British Venison is a healthier alternative to beef, is in season through the colder months of the year and buying wild venison is a great way to support sustainable woodland development. We buy venison from the Spains Hall Estate which you can view here.
So what’s the difference between venison and beef? It’s all to do with the way the animals are raised – beef cattle are farmed, whereas venison is wild game. Venison is lower in saturated fat than other red meats, a great source of haem iron, packed with zinc and B vitamins.
This is a classic bourguignon recipe but it’s a good one, super reliable and very quick and easy. You can make it gluten free by using gluten free plain flour. We didn’t make dumplings with this as we did crispy potatoes but of course you could include some for a real feast!
I N G R E D I E N T S
400g shallots, peeled but left whole
800g diced stewing venison
5 cloves garlic, peeled and grated or finely chopped
250g mushrooms, cut in half (or whole button ones are good too)
1 tbsp plain flour (use GF if required)
1/2 bottle red wine
500g beef stock
3 or 4 large sprigs of rosemary
5 large bay leaves
1 tbsp redcurrant jelly
Sea salt & freshly ground black pepper
M E T H O D
1. Pre-heat the oven to 160C static, 140C fan. Bring the venison out of the fridge so it comes up to room temperature, put in a bowl and season with salt and pepper. In a large heavy cast iron or similar pan (we used a Staub oval cast iron cocotte) add a good few glugs of olive oil and add the shallots and bacon, then sauté until lightly browned. Remove from the pan with a slotted spoon and place on a plate and then add the venison and sauté until browned on all sides.

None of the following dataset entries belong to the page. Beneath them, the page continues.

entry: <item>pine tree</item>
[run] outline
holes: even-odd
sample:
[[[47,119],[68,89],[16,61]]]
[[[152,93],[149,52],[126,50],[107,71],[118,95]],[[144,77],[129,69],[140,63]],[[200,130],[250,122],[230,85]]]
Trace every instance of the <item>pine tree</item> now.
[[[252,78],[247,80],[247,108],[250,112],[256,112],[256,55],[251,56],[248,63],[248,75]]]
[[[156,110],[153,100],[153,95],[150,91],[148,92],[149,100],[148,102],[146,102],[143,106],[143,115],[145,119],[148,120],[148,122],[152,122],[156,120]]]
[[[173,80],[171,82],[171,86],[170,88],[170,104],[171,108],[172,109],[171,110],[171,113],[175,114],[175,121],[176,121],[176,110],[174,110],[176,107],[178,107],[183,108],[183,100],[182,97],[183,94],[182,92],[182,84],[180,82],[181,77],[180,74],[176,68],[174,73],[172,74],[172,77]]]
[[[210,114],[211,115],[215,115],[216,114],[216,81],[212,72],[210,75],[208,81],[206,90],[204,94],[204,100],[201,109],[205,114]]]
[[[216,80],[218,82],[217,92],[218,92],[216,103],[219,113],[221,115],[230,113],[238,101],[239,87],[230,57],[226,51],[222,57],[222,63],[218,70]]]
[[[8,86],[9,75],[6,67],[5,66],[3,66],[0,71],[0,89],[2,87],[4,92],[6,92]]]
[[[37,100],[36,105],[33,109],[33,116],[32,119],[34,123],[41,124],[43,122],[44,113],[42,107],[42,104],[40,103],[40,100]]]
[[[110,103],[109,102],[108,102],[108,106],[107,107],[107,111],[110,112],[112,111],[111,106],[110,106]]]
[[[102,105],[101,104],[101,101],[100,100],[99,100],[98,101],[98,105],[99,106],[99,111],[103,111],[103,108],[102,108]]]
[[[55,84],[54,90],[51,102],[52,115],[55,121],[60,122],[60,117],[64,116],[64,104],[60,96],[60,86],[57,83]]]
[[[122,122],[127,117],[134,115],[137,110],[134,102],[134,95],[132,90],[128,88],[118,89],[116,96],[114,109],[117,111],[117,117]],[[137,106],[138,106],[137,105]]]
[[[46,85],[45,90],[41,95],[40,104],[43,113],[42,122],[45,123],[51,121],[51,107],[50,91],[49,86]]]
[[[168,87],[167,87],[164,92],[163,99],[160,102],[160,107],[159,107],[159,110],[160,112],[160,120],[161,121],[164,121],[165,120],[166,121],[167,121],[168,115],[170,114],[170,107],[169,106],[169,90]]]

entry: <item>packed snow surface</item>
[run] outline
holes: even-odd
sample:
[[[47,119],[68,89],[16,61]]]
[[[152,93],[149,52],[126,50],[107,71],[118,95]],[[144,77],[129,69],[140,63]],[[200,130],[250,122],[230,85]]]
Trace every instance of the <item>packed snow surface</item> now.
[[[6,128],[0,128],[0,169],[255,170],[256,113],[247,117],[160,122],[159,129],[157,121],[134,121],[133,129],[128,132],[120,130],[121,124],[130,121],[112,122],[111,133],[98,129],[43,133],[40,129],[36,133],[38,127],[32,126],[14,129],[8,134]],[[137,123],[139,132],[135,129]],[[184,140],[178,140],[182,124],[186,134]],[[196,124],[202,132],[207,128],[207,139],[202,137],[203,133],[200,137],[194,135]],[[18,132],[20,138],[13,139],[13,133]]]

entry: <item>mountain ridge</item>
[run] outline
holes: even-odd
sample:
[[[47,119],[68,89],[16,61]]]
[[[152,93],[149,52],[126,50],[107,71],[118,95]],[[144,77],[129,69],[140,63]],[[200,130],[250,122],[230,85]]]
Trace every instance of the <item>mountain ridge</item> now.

2. Next add the shallots and bacon back in and stir in the garlic. Add the flour and quickly stir to combine – keep the heat low-med so the flour doesn’t burn but once everything is coated, turn the heat up and add about 1/4 bottle red wine – combine and be sure to scrap around the pan, then add the rest of the wine and the beef stock. Bring up to a rolling simmer and season with salt and pepper.
3. Turn off the heat and stir in the redcurrant jelly, add the bay leaves and rosemary sprigs. Put the lid on and place in the oven for 3 -4 hours.
4. Towards the end of the cooking time, fry off the mushrooms in a little olive oil to crisp up and add to the pot.
5. After the cooking time you can serve immediately – when you test the seasoning you might like to a little more redcurrant jelly as it gives a nice depth. But as you probably already know when it comes to stewing, for the very best flavour allow the pot to cool to room temperature, cover and refrigerate overnight. Re-heat gently over medium-low heat, and serve the next day.
We served with crispy roasted potatoes and onions and steamed cavolo nero and spinach.